Decidedly it was an attack of madness. Poor Ledantec! What could I do for him? I took his arm and tried to calm him, but he thought that I was going to try and make him go to bed with her again, and he pushed me away and exclaimed with tears in his voice: “If you do not believe me, look under the bed; the children are there; they are there, I tell you. Look here, just look here.”

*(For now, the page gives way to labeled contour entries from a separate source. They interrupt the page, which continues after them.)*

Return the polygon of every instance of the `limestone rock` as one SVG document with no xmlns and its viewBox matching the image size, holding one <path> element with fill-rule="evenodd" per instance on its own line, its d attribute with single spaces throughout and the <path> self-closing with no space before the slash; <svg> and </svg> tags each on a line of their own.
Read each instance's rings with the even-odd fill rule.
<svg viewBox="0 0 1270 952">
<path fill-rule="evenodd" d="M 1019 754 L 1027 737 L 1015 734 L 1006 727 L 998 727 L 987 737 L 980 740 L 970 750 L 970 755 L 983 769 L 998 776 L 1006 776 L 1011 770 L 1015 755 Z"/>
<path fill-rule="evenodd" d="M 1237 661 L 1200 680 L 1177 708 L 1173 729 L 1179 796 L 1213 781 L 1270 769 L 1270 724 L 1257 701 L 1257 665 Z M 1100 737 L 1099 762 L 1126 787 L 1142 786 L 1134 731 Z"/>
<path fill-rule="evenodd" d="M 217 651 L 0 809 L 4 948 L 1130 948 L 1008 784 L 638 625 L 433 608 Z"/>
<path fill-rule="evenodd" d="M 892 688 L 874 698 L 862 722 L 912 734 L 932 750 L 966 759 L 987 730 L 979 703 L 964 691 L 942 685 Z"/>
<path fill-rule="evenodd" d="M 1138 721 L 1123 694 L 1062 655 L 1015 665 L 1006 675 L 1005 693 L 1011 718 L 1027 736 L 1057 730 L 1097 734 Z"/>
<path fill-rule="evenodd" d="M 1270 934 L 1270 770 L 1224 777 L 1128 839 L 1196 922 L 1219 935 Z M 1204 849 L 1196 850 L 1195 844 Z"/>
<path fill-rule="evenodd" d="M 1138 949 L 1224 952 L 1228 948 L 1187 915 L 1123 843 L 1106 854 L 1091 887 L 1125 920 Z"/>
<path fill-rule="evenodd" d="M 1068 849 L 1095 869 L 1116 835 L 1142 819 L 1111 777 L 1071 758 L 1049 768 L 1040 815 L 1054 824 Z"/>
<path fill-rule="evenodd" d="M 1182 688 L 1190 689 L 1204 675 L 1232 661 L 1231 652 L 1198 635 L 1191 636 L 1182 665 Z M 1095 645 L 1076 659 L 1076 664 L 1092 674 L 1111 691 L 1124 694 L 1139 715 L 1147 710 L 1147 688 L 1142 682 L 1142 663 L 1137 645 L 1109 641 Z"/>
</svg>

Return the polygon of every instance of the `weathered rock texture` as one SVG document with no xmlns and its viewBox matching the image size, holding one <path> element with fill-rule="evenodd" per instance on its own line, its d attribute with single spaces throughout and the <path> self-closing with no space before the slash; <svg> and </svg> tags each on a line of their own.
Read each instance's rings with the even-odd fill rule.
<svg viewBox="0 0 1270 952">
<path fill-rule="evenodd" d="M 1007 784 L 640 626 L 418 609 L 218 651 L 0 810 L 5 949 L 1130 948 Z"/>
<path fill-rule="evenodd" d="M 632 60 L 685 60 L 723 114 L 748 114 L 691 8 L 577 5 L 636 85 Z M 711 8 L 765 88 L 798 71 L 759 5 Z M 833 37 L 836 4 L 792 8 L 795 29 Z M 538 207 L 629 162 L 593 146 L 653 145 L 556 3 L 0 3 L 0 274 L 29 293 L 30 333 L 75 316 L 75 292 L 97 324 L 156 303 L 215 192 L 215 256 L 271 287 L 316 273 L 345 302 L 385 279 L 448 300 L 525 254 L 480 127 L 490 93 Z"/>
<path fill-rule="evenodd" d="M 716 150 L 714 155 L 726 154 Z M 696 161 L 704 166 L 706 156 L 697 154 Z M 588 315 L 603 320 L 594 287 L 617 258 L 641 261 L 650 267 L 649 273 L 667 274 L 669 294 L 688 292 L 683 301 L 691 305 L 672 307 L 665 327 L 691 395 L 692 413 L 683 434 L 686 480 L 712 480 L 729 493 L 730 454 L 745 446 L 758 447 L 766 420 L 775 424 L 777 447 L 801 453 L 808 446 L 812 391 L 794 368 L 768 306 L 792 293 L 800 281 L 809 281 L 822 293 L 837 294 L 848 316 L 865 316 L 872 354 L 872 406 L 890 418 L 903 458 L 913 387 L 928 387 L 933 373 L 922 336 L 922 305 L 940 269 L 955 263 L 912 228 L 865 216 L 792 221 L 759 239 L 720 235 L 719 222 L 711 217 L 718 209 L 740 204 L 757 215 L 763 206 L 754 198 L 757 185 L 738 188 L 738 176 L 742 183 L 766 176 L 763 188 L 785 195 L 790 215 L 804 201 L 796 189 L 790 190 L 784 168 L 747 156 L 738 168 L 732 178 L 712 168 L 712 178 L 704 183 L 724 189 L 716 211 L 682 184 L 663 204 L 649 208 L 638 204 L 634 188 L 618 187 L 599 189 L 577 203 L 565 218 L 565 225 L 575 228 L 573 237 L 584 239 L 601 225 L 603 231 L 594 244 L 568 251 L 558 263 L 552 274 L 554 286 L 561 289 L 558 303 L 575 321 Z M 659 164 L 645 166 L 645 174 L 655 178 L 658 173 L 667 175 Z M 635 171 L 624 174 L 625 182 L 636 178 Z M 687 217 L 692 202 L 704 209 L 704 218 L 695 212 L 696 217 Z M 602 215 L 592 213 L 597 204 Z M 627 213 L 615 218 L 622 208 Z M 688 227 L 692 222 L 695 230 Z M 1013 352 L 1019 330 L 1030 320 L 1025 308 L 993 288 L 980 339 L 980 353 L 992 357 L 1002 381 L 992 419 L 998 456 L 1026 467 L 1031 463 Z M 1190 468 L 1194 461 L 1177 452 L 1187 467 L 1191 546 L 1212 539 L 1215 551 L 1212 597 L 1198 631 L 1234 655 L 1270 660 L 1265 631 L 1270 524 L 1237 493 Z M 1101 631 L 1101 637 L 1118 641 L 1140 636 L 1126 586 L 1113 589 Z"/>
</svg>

He threw himself down, flat on his stomach, and actually pulled out one, two, three, four children, who had hidden under the bed. I do not exactly know whether they were boys or girls, but all, like the sleeping woman, had white hair, the hair of an octogenarian.
Was I still drunk, like Ledantec, or was I mad? What was the meaning of this strange hallucination? I hesitated for a moment, and shook myself to be sure that it was I.
No, no, I had all my wits about me, and I in reality saw that horrible lot of little brats; they all had their faces in their hands, and were crying and squalling, and then suddenly one of them jumped onto the bed; all the others followed his example, and the woman woke up.
And then we stood, while those five pairs of eyes, without eyebrows or eyelashes, eyes with the dull color of pewter, and whose pupils had the color of red water, were steadily fixed on us.
“Let us be off! let us be off!” Ledantec repeated, leaving go of me, and at that time I paid attention to what he said, and, after throwing some small change onto the floor, I followed him, to make him understand, when he should be quite sober, that he saw before him a poor Albino prostitute, who had several brothers and sisters.